Using NVIDIA NeMo models

If you opt for NVIDIA’s stack, you might use a model like NeMo Megatron 20B or 70B (if available) which has been trained on broad data. You could fine-tune it on your domain if needed (though RAG often reduces the need to fine-tune the base LLM, since we supply the facts – fine-tuning might still be useful for style or understanding domain questions better). NeMo also offers the NeMo Service framework to serve models via microservices – for instance, the NeMo inference server can expose an endpoint for the LLM that your application calls, similar to Triton.
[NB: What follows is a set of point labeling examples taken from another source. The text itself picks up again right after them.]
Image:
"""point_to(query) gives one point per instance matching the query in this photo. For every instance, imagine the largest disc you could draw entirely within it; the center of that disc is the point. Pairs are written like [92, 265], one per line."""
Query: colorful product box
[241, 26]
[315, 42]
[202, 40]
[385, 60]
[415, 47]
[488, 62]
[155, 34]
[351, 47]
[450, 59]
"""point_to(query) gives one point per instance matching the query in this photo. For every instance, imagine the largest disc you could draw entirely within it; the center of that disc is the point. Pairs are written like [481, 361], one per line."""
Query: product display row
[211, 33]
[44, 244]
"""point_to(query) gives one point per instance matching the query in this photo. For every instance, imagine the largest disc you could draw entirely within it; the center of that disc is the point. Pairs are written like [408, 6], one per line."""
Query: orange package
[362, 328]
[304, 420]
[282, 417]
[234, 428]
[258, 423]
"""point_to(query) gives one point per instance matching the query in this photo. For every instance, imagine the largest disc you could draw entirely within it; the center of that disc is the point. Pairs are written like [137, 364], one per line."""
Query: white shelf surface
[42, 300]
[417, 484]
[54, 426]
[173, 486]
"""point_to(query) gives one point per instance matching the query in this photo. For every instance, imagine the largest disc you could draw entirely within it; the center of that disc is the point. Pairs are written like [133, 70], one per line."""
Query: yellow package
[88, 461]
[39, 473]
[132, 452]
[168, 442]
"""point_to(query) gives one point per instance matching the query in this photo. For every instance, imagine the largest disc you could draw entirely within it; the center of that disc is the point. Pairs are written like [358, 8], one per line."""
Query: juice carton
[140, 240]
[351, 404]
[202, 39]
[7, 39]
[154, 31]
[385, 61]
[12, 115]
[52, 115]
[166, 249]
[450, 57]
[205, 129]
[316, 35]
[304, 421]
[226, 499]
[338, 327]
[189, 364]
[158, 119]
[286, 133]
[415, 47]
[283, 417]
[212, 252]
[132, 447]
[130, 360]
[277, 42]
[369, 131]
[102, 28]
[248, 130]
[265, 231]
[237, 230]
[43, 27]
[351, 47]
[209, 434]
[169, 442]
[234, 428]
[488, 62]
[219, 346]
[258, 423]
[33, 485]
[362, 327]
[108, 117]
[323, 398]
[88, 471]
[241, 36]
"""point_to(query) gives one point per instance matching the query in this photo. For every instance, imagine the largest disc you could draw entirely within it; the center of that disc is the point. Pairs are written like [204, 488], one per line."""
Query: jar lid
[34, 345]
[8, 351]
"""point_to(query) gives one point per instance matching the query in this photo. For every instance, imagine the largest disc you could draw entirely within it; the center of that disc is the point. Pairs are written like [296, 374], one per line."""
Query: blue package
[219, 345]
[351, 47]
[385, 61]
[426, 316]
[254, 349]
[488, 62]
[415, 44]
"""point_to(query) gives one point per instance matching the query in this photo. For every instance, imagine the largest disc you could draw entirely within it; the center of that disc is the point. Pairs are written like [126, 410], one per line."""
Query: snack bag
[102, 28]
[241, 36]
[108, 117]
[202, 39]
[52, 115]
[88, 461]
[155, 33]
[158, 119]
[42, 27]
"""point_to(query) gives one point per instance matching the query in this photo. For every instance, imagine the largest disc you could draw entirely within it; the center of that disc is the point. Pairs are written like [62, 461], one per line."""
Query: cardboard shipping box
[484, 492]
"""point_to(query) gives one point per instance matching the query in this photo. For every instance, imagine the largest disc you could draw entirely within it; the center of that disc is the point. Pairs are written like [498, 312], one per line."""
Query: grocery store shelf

Customization and Alignment

One advantage of hosting your own LLM is you can customize it. Using NeMo Customizer, enterprises can fine-tune and align LLMs efficiently via Low-Rank Adaptation (LoRA) or prompt tuning techniques. LoRA injection can, for example, teach the model to better follow your prompt format or adhere to company style guidelines, without needing to update all model weights. If you find the model isn’t integrating the retrieved evidence well, you could fine-tune on a few examples of question + relevant docs -> answer, effectively teaching it how to do RAG-style Q&A. Similarly, guardrails can be implemented at the model level (NeMo Guardrails or OpenAI’s system messages) to avoid certain content.

At runtime, once the LLM generates an answer, we may want to post-process it (next part) before returning it to the user. But at this stage, we have essentially the heart of RAG: the LLM has produced an answer using external data. For example, with our earlier scenario, the answer might be: “To reset your company email password, visit the Outlook login page and click ‘Forgot Password’. If that doesn’t work, use the IT self-service portal (it.example.com/reset) or contact IT support at ext. 1234.” – notice it combines info from multiple retrieved chunks to form a helpful answer.